A Psychiatrist Explores the Connection Between Darkness and Spiritual Growth.
Dr Gerald May, the esteemed younger brother of the late famed psychiatrist and writer Dr Rollo May, is one of the great spirituality teachers and writers of our time. And his merging of psychiatric analysis and counselling into deep spirituality is unique and highly esteemed.
In this book, he argues that the dark "shadow" side of the true spiritual life has been trivialised and neglected to our serious detriment. Superficial and naively upbeat spirituality does not heal and enrich the soul. Nor does the other tendency to relegate deep spiritual growth to only mystics and saints. Only the honest, sometimes difficult encounters with what Christian spirituality has called and described in helpful detail as "the dark night of the soul" can lead to true spiritual wholeness.

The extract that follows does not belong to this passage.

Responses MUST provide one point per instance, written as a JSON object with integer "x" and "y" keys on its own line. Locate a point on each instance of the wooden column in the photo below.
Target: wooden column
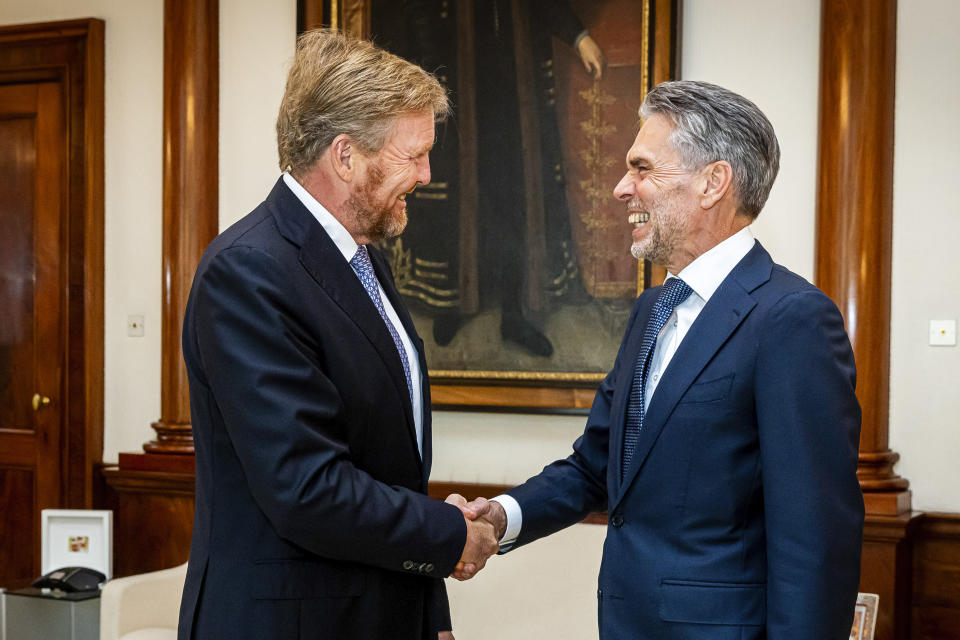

He emphasises that the dark night is not necessarily a time of suffering and near despair, but a time of deep transition, search for new orientation when things are clouded and full of mystery. May draws on the resources of great Christian spiritual teaching and writing on the Dark Night, especially by Sts John of the Cross and Teresa of Avila, and on other spiritual traditions, psychiatric ideas and writing, and on great poetry and other literature.
This book embraces the universal spiritual experience of disorientation, doubt, fear, emptiness, "dryness", despair, and the like, all of which are ingredients in developing a mature, authentic spiritual life. The dark gives depth, dimension, fullness to the spiritual life.